The aim of the conference was to discuss, debate and educate participants on the recently passed Pathology Act 2007 that is expected to have far reaching implications on private medical laboratories. Deputy Minister of Health Datuk Dr Hj Abd Latiff Bin Ahmad officiated the opening of the conference and said in his speech that it was hoped that the Pathology Act would promote greater professionalism in this sphere of medical care as well as boost the numbers of skilled and qualified workers.
Of greater concern was how the Pathology Act would impact the sphere of education. At the moment, it is possible for form five school leavers or similarly unqualified staff to work in pathology labs. As pointed out by Nilai UC's Professor Emeritus Tengku Dato' Shamsul Bahrin who said in his welcoming speech, "Laboratory testing influences medical decision-making. A patient's well-being depends greatly on the quality of work carried out at the laboratory testing stages. Hence the need for greater quality control.
"Tengku Shamsul also went on to say that he hoped that the days of the ad hoc health stall enticing customers with free health tests were numbered with the introduction of the Pathology Act. "It would seem plain common sense to leave the diagnosis of tests results to a qualified medical practitioner. Similarly, the conducting of such tests should also be left to qualified Medical Laboratory Technology personnel who have gone through the proper education and training," he added.
Prof Emeritus Tengku Dato Shamsul Bahrin (president of Nilai UC) chats with the Deputy Minister of Health Datuk Dr Hj Abd Latiff Bin Ahmad whilst Prof Looi Lai Meng (president of Cpath) looks on.

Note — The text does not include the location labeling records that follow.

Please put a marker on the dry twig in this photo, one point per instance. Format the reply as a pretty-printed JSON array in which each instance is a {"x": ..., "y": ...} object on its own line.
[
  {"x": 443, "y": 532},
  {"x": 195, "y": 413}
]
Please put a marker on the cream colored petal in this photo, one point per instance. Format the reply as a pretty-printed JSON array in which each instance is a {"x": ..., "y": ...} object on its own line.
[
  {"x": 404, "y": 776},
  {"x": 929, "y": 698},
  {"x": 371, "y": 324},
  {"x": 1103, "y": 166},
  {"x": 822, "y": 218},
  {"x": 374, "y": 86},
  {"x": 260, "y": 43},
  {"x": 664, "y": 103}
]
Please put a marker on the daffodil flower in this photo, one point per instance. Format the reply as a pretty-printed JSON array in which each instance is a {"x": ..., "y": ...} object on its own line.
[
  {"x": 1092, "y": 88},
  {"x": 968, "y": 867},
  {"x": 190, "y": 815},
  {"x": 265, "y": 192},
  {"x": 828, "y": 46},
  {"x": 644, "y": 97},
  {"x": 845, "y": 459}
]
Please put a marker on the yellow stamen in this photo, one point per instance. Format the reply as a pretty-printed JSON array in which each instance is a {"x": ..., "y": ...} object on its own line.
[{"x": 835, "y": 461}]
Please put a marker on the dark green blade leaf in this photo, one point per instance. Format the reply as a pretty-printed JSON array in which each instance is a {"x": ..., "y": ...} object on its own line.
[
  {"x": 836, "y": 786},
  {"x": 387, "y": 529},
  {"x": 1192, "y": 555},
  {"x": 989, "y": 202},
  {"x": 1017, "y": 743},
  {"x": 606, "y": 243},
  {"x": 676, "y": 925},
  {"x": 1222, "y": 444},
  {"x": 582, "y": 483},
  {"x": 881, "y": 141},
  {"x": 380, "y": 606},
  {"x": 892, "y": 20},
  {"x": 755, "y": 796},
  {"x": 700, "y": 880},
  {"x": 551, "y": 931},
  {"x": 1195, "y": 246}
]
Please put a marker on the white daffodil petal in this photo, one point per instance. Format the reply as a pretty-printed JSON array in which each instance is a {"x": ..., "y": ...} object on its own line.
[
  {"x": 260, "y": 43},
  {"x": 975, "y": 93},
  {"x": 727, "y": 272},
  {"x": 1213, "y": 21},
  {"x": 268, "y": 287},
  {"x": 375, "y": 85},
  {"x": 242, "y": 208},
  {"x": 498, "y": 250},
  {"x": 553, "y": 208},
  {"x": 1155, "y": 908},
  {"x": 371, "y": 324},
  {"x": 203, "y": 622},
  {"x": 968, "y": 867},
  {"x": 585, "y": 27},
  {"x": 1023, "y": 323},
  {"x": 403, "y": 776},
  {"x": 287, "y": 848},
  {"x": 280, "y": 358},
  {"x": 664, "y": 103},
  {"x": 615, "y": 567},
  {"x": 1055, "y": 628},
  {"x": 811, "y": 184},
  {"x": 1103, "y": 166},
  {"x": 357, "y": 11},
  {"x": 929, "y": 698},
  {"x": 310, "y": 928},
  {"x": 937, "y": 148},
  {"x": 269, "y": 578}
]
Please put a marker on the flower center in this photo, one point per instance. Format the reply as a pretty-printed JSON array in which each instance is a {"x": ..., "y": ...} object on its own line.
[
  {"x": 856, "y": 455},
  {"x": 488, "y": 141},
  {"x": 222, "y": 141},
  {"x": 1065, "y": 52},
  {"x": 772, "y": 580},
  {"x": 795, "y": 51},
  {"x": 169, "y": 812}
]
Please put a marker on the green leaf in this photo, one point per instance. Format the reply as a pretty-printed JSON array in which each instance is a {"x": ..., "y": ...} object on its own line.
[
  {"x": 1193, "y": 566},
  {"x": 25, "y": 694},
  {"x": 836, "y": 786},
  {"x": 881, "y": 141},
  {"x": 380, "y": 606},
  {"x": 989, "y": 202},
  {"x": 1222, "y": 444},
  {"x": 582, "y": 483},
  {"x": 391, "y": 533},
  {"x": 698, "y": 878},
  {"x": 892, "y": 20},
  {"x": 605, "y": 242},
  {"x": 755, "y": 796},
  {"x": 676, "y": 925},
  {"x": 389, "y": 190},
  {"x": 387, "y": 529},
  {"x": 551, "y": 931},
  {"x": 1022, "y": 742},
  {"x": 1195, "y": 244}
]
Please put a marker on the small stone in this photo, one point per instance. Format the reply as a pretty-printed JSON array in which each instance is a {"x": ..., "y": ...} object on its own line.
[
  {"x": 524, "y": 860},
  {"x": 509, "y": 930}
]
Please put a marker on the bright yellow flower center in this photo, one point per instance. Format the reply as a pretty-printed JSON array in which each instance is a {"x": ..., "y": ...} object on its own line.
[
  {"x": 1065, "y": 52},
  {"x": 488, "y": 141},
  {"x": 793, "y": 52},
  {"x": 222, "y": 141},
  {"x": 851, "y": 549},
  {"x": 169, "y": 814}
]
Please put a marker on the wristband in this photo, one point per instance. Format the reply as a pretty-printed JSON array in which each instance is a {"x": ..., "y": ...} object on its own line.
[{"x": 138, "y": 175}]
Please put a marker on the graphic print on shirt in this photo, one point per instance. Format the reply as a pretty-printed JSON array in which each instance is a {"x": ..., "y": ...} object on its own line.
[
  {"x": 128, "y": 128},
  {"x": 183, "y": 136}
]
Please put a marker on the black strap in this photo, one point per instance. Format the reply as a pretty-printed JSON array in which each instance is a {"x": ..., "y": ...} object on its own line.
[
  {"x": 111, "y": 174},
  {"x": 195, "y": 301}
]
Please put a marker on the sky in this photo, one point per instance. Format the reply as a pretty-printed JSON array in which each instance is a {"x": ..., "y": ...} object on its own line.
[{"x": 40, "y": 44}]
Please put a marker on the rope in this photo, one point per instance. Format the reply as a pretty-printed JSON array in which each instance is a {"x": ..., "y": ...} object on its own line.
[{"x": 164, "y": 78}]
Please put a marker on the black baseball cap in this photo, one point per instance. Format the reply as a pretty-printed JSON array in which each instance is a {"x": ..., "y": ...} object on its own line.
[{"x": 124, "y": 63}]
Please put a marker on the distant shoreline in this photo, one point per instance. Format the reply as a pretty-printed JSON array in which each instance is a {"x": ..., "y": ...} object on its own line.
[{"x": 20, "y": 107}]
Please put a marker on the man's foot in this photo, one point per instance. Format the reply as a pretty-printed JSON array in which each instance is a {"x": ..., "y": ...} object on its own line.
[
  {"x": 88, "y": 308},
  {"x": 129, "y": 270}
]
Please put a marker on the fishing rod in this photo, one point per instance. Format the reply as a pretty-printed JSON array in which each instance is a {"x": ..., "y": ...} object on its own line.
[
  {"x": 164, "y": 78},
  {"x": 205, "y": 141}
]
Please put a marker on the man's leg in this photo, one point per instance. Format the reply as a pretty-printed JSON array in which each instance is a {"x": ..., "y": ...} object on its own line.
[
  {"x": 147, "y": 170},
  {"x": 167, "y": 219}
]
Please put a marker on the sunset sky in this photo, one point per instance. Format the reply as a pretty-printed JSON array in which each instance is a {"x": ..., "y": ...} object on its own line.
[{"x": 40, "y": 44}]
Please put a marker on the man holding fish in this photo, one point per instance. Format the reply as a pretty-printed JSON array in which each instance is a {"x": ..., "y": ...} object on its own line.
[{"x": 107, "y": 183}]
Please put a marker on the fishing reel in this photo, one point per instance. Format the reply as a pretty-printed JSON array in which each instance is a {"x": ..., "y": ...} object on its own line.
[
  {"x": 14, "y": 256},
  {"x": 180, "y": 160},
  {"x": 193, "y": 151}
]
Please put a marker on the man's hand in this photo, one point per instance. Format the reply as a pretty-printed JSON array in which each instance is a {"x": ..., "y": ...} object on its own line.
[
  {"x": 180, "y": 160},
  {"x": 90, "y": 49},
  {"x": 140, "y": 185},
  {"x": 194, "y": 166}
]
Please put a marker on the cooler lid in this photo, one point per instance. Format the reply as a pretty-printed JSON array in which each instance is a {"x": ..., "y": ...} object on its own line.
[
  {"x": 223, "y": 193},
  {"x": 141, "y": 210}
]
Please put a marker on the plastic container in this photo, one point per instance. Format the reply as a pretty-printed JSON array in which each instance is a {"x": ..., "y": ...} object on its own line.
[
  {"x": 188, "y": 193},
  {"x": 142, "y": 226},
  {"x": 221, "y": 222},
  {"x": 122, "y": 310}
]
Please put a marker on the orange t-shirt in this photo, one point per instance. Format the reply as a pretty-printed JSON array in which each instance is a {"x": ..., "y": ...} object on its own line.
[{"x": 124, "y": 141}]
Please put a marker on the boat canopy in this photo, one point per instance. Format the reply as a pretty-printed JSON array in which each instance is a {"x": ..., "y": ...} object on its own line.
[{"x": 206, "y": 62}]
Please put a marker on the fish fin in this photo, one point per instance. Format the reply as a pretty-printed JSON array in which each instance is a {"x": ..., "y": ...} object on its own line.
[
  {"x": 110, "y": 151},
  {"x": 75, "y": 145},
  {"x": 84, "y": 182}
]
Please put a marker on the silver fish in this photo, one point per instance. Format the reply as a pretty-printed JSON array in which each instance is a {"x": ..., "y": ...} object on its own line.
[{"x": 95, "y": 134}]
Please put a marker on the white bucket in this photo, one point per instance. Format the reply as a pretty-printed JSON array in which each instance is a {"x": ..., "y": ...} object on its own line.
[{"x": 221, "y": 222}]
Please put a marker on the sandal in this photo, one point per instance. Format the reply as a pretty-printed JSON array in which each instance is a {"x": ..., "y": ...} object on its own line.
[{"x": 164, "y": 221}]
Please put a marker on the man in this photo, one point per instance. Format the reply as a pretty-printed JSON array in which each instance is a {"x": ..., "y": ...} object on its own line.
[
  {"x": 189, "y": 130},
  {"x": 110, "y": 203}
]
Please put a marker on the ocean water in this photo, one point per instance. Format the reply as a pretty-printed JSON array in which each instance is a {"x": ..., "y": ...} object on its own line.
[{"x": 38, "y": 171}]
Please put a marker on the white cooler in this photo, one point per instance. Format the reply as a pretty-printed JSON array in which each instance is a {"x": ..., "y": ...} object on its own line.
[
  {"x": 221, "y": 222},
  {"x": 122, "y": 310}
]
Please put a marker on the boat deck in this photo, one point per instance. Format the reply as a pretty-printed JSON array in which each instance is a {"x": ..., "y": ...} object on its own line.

Among the speakers who were invited to present at the conference was Prof Dr Looi Lai Meng, president of CPath, AMM, who was instrumental in the drafting of the Act. "This Act has been almost a lifetime's work for me as I first proposed it in 1983 and to finally have an Act is an immense satisfying. Having said that, there's still plenty of views we need to take into consideration as the rules and regulations have yet to be formed," said Prof Looi.
Other speakers at the Conference were Prof Cheah Phaik Leng (secretary of CPath), Dr Christopher Ting Yew Ping (Gribbles Pathology Sdn Bhd) and Dr Carol Kwan (Quest Laboratory). A panel discussion chaired by Nilai UC's Dato' Dr Sothi Rachagan was also held which saw the finer points of the Pathology Act being dissected by the panel members and participants alike.